Candidate vote share by district
Husain–Asrul
Aliong–Sahril
Kasuba–Basri
Sherly–Sarbin

| Candidate |  | Running mate | Party | Votes | % |
|  | Sherly Tjoanda | Sarbin Sehe [id] | Independent | 359,416 | 51.68 |
|  | Husain Alting Sjah | Asrul Rasyid Ichsan | Indonesian Democratic Party of Struggle | 168,174 | 24.18 |
|  | Muhammad Kasuba [id] | Basri Salama [id] | Prosperous Justice Party | 91,297 | 13.13 |
|  | Aliong Mus [id] | Sahril Thahir | Golkar | 76,605 | 11.01 |
| Total |  |  |  | 695,492 | 100.00 |
| Valid votes |  |  |  | 695,492 | 98.09 |
| Invalid votes |  |  |  | 13,571 | 1.91 |
| Total votes |  |  |  | 709,063 | 100.00 |
| Registered voters/turnout |  |  |  | 942,076 | 75.27 |
Source: KPU Maluku Utara

== Aftermath ==

Sherly Tjoanda and Sarbin Sehe won the election with 51%. Her victory was hailed as a historic win as she was the first Chinese Indonesian Protestant woman to be elected governor.

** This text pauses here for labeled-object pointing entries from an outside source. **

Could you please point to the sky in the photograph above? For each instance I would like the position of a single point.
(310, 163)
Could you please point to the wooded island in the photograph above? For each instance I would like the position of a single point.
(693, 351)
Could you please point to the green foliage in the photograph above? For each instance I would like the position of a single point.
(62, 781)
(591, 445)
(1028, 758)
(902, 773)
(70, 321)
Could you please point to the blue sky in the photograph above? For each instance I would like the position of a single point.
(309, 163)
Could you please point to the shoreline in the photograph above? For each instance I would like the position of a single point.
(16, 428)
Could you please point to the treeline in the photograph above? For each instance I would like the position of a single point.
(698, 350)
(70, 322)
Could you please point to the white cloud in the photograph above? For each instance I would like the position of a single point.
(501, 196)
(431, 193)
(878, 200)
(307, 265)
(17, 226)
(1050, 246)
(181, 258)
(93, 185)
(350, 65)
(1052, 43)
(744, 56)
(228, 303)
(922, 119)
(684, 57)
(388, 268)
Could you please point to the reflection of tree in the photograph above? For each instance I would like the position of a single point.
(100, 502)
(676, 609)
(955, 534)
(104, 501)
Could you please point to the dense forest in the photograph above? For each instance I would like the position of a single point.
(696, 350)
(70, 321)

She along with Hidayat Arsani who won the 2024 Bangka Belitung Islands gubernatorial election, and Ria Norsan who won the 2024 West Kalimantan gubernatorial election, created another historic milestone as the first Chinese Indonesians who were directly elected as Governor after failed attempts to reach this milestone by Basuki Tjahaja Purnama who contested the 2007 Bangka Belitung Islands gubernatorial election and the 2017 Jakarta gubernatorial election.